The underperforming practice should still fit into your overall goals. On top of the challenges involved with buying a practice, trying to fix a broken one is added pressure. “Anytime a practice is going to merge with another, you have to make sure the entities are compatible. If there have been no new patients in the past five years, that’s a problem,” Hertz says.

Different ways to purchase

Determining whether you want to buy a practice’s assets, or the entire corporation is the first thing to decide when negotiating. “Most buyers of a medical practice want to buy the assets, not the stock. If you buy the selected assets you don’t assume the liabilities-the debts associated with the practice,” says Ronald Finkelstein, ABV, CPA, principal-in-charge and leader of the Healthcare Services Group of Morrison, Brown, Argiz & Farra, in Fort Lauderdale, Florida.

Small-practice owners often have less capital to buy out a practice all at once. There are many types of buying models including an outright sell, bank financing, or paying the seller in installments based on the cash flow of the practice, called an earn out. Though rare, some buyer negotiations may involve paying “good will,” or additional money based on the perceived value of the practice over the tangible assets.

Physicians can also buy a practice with “sweat equity,” according to Finkelstein, by working for a physician who is looking to retire and transition his business to another physician. “The buying doctor will be able to retain as many patients as possible by learning the practice and gaining the trust of patients and the community,” he says, adding that with this type of transition plan, the buying doctor can negotiate payment over 6 to 24 months while the retiring doctor leaves the practice.

Antitrust issues for small practices

Even small practice owners who are looking to buy another small practice must consider antitrust issues. Consequently, the smaller the practice and community, the more at-risk practices may be for violating antitrust laws.

“Doctors with small practices might think that antitrust laws don’t apply to them, but anytime there used to be two businesses and now there are one, there is a loss of competition,” says Steve Cernak, of counsel at Schiff Hardin in Ann Arbor, Michigan.

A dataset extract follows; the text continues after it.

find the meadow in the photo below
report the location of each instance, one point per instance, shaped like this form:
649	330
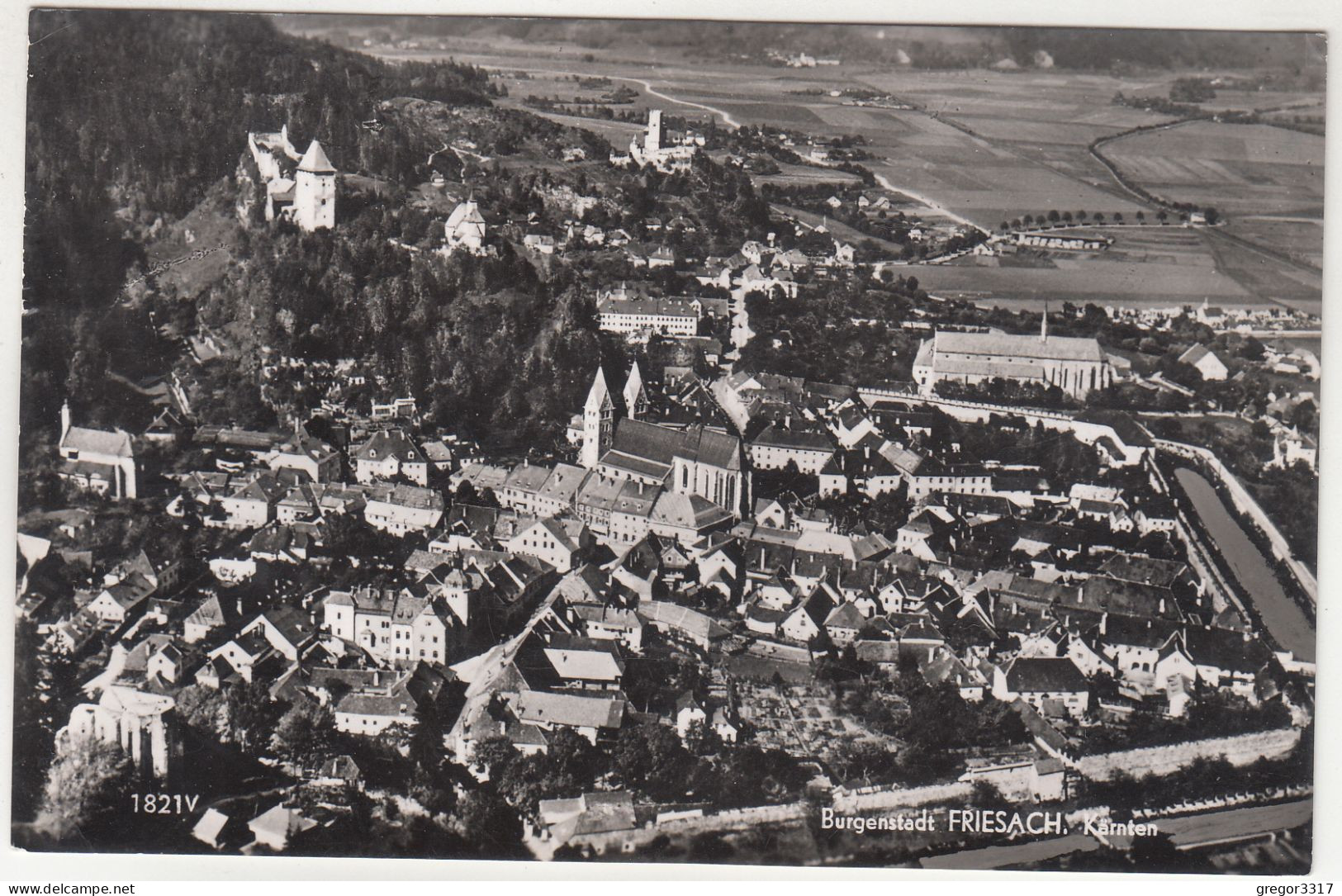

Government agencies are looking closer at healthcare businesses to deter antitrust violations because of the rising costs and public attention attached to the industry. Though it is rare for a small practice to be audited by the Federal Trade Commission, the U.S. Justice Department, or their own state for violating antitrust laws, a violation could be costly. Officials can block medical practices from merging or break them apart, which could cost thousands of dollars in legal fees.

Cernak says that in rural communities where healthcare services may already be scarce, there is a risk of raising antitrust flags because a merger might eliminate services. “Even if there is some concern about loss of competition, there could be issues. Think about how big the market is-that’s the denominator. Then what place in the market is your business and another business is the numerator,” Cernak says.

He also stresses the importance of being able to quantify the value of the merger for patients, so that if there is an audit, a practice owner can show how it benefits the community. “You have to be clear on what are the benefits for the patient. If there are cost savings, will it be passed on to the patients? Will it be an easier commute?” Cernak says.